Varias veces me hablaron del hombre que en una casa del barrio de Flores esconde la réplica de una ciudad en la que trabaja desde hace años. La ha construido con materiales mínimos y en una escala tan reducida que podemos verla de una sola vez, próxima y múltiple y como distante en la suave claridad del alba.
Siempre está lejos la ciudad y esa sensación de lejanía desde tan cerca es inolvidable. Se ven los edificios y las plazas y las avenidas y se ve el suburbio que declina hacia el oeste hasta perderse en el campo.
No es un mapa, ni una maqueta, es una máquina sinóptica; toda la ciudad está ahí, concentrada en sí misma, reducida a su esencia.
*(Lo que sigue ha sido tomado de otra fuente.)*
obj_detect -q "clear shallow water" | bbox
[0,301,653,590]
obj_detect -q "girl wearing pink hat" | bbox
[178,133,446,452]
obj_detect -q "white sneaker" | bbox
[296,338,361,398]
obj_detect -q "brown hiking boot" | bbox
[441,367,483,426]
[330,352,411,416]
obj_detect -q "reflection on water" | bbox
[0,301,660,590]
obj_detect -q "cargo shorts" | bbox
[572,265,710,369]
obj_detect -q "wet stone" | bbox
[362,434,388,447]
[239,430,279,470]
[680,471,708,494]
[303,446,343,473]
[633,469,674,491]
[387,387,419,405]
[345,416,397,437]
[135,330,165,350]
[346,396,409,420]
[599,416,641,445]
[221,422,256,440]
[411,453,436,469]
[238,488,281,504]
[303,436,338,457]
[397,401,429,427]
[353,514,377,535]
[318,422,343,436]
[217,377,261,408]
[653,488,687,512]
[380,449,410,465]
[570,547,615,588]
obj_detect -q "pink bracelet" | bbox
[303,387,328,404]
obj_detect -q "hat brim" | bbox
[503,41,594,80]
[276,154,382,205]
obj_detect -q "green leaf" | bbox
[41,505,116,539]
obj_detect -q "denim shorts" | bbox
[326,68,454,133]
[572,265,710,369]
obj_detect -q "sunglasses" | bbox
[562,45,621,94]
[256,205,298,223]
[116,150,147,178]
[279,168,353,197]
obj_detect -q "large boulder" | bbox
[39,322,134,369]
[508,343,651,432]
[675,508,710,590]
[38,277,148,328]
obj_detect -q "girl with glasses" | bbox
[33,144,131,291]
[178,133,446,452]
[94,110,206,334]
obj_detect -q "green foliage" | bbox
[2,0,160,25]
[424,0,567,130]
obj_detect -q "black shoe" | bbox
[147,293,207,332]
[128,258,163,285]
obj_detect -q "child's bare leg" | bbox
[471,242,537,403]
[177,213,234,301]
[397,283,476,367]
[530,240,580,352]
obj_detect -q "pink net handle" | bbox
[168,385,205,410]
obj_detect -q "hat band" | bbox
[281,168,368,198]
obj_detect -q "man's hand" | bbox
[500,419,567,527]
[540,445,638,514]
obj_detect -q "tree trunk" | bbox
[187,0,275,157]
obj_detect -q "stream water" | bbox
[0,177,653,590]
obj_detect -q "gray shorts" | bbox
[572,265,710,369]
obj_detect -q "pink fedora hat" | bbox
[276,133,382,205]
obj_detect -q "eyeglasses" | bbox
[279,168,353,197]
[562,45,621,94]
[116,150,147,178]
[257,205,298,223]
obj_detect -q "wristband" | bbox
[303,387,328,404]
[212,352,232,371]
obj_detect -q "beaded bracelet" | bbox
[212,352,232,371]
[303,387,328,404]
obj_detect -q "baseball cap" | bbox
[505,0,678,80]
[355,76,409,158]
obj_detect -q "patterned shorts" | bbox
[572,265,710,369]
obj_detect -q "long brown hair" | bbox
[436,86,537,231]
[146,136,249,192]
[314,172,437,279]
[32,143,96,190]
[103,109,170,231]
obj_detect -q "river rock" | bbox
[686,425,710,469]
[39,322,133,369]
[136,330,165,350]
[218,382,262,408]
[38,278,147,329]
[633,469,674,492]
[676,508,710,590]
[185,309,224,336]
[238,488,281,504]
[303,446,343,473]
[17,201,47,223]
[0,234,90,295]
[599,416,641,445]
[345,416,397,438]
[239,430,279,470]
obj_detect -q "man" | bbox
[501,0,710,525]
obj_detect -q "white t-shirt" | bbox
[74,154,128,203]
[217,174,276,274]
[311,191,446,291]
La ciudad es Buenos Aires pero modificada y alterada por la locura y la visión microscópica del constructor.
El hombre dice llamarse Russell y es fotógrafo, o se gana la vida como fotógrafo, y tiene su laboratorio en la calle Bacacay y pasa meses sin salir de su casa reconstruyendo periódicamente los barrios del sur que la crecida del río arrasa y hunde cada vez que llega el otoño.
Russell cree que la ciudad real depende de su réplica y por eso está loco. Mejor dicho, por eso no es un simple fotógrafo. Ha alterado las relaciones de representación, de modo que la ciudad real es la que esconde en su casa y la otra es sólo un espejismo o un recuerdo
La planta sigue el trazado de la ciudad geométrica imaginada por Juan de Garay cuando fundó Buenos Aires con las ampliaciones y las modificaciones que la historia le ha impuesto a la remota estructura rectangular. Entre las barrancas que se ven desde el río y los altos edificios que forman una muralla en la frontera norte persisten los rastros del viejo Buenos Aires, con sus tranquilos barrios arbolados y sus potreros de pasto seco.
El hombre ha imaginado una ciudad perdida en la memoria y la ha repetido tal como la recuerda. Lo real no es el objeto de la representación sino el espacio donde un mundo fantástico tiene lugar.
La construcción sólo puede ser visitada por un espectador por vez. Esa actitud incomprensible para todos es, sin embargo, clara para mí: el fotógrafo reproduce, en la contemplación de la ciudad, el acto de leer. El que la contempla es un lector y por lo tanto debe estar solo. Esa aspiración a la intimidad y al aislamiento explica el secreto que ha rodeado su proyecto hasta hoy.
La lectura, decía Ezra Pound, es un arte de la réplica. A veces los lectores viven en un mundo paralelo y a veces imaginan que ese mundo entra en la realidad. Es fácil imaginar al fotógrafo iluminado por la luz roja de su laboratorio que en el silencio de la noche piensa que su máquina sinóptica es una cifra secreta del destino y que lo que se altera en su ciudad se reproduce luego en los barrios y en las calles de Buenos Aires, pero amplificado y siniestro. Las modificaciones y los desgastes que sufre la réplica -los pequeños derrumbes y las lluvias que anegan los barrios bajos- se hacen reales en Buenos Aires bajo la forma de breves catástrofes y de accidentes inexplicables.
La ciudad trata entonces sobre réplicas y representaciones, sobre la lectura y la percepción solitaria, sobre la presencia de lo que se ha perdido. En definitiva trata sobre el modo de hacer visible lo invisible y fijar las imágenes nítidas que ya no vemos pero que insisten todavía como fantasmas y viven entre nosotros.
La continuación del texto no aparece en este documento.